Compute perplexity/logits for the prompt
I'd like to use Phi-2 to compute perplexity of the prompts over an entire dataset. Is there an API for this? In the short term, I'm happy to fork https://github.com/vllm-project/vllm/blob/d0215a58e78572d91dadafe9d832a2db89b09a13/vllm/model_executor/models/phi_1_5.py if you provide pointer on how to do that.
Also happy to later contribute back an API that works for all causal models.
I have the same need. Have anyone found a possible way to get the logits of the prompt?
I have the same need too, but unfortunately it appears that vLLM has not yet implemented support for it, as evidenced by the following issue discussion. https://github.com/vllm-project/vllm/issues/185
I think you can use the parameter prompt_logprobs in SamplingParams for this purpose.
#1328
prompt_logprobs can only return the probabilities for the top <=20 tokens right now, so not applicable for this usecase.
Is there any progress on this issue at the moment?
same issue here
you can set logprobs=1, prompt_logprobs=1. Then,
test prompt >20 , maybe ok
prompt_logprobscan only return the probabilities for the top <=20 tokens right now, so not applicable for this usecase.
- I used to have the same problem. But I just find it to be solvable.
- It seems to me that the actually prompted token's probability will always be returned no matter it is top 20 or not. So you can always append the part of string you care as the suffix of the prompt and use prompt_logprobs to detect it.
Try this code and it may help you solve the problem:
prefix_list = ['my name is', 'I love']
candidate_list = [[' Hongliang', ' Raymond', ' John'], [' ice cream', ' pizza', ' coding']]
# Initialize sampling parameters
sampling_params = SamplingParams(temperature=0.8, top_p=0.95, max_tokens=8, prompt_logprobs=20)
# Process each prefix and corresponding candidates
for prefix, candidates in zip(prefix_list, candidate_list):
results = {}
prefix_tokens = llama_tokenizer(prefix)['input_ids']
prefix_token_length = len(prefix_tokens)
# Generate prompts and tokenize
prompts = [prefix + candidate for candidate in candidates]
prompt_tokens = llama_tokenizer(prompts)
suffix_tokens_length = [len(token) - prefix_token_length for token in prompt_tokens['input_ids']]
# Generate outputs
outputs = llama.generate(prompts, sampling_params)
# Process each output
for candidate, output, suffix_len in zip(candidates, outputs, suffix_tokens_length):
logprobs = output.prompt_logprobs[-suffix_len:]

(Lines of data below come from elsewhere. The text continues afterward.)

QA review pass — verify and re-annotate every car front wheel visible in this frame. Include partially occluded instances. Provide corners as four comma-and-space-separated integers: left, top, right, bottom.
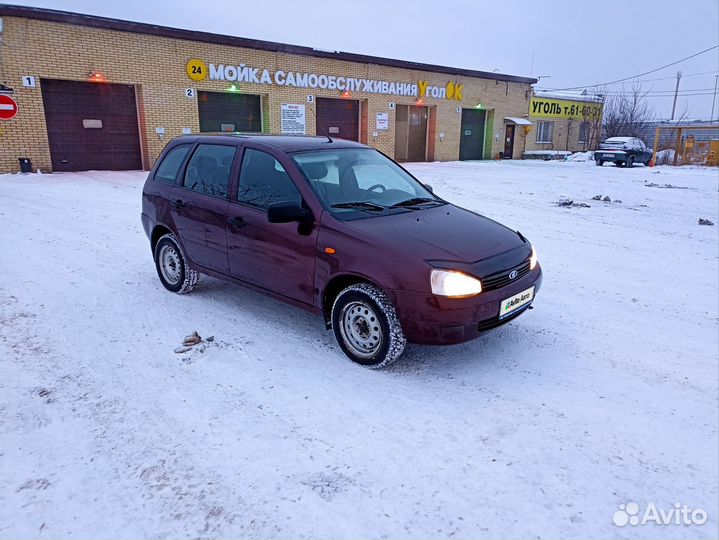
154, 234, 200, 294
332, 283, 407, 369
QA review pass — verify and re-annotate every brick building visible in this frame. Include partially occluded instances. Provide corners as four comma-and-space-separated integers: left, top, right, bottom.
0, 5, 536, 172
524, 90, 604, 152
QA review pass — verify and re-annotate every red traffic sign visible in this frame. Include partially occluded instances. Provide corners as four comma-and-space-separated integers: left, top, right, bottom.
0, 94, 17, 120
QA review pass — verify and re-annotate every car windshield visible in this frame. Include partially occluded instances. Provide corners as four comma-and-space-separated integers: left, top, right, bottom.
293, 148, 443, 214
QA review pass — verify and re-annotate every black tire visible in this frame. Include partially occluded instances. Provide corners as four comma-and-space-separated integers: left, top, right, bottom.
332, 283, 407, 369
154, 233, 200, 294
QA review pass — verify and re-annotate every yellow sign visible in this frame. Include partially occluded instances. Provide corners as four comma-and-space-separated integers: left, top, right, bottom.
529, 96, 602, 120
185, 58, 208, 82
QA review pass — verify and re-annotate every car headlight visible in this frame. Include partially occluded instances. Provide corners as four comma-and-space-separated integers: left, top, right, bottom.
430, 270, 482, 298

target_tokens = prompt_tokens['input_ids'][candidates.index(candidate)][-suffix_len:]
# Extract probabilities for the target tokens
log_probs = [logprobs[i][target_tokens[i]] for i in range(suffix_len)]

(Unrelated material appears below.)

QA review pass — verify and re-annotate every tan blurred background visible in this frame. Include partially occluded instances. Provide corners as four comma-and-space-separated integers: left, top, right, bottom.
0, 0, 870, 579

results[candidate] = log_probs
print(results)
breakpoint()
Try this code and it may help you solve the problem:
prefix_list = ['my name is', 'I love'] candidate_list = [[' Hongliang', ' Raymond', ' John'], [' ice cream', ' pizza', ' coding']] # Initialize sampling parameters sampling_params = SamplingParams(temperature=0.8, top_p=0.95, max_tokens=8, prompt_logprobs=20) # Process each prefix and corresponding candidates for prefix, candidates in zip(prefix_list, candidate_list): results = {} prefix_tokens = llama_tokenizer(prefix)['input_ids'] prefix_token_length = len(prefix_tokens) # Generate prompts and tokenize prompts = [prefix + candidate for candidate in candidates] prompt_tokens = llama_tokenizer(prompts) suffix_tokens_length = [len(token) - prefix_token_length for token in prompt_tokens['input_ids']] # Generate outputs outputs = llama.generate(prompts, sampling_params) # Process each output for candidate, output, suffix_len in zip(candidates, outputs, suffix_tokens_length): logprobs = output.prompt_logprobs[-suffix_len:] target_tokens = prompt_tokens['input_ids'][candidates.index(candidate)][-suffix_len:] # Extract probabilities for the target tokens log_probs = [logprobs[i][target_tokens[i]] for i in range(suffix_len)] results[candidate] = log_probs print(results) breakpoint()
This method seems inefficient, because each time the generate method is called the sampling has to be executed which is reluctant
This issue has been automatically marked as stale because it has not had any activity within 90 days. It will be automatically closed if no further activity occurs within 30 days. Leave a comment if you feel this issue should remain open. Thank you!
This issue has been automatically closed due to inactivity. Please feel free to reopen if you feel it is still relevant. Thank you!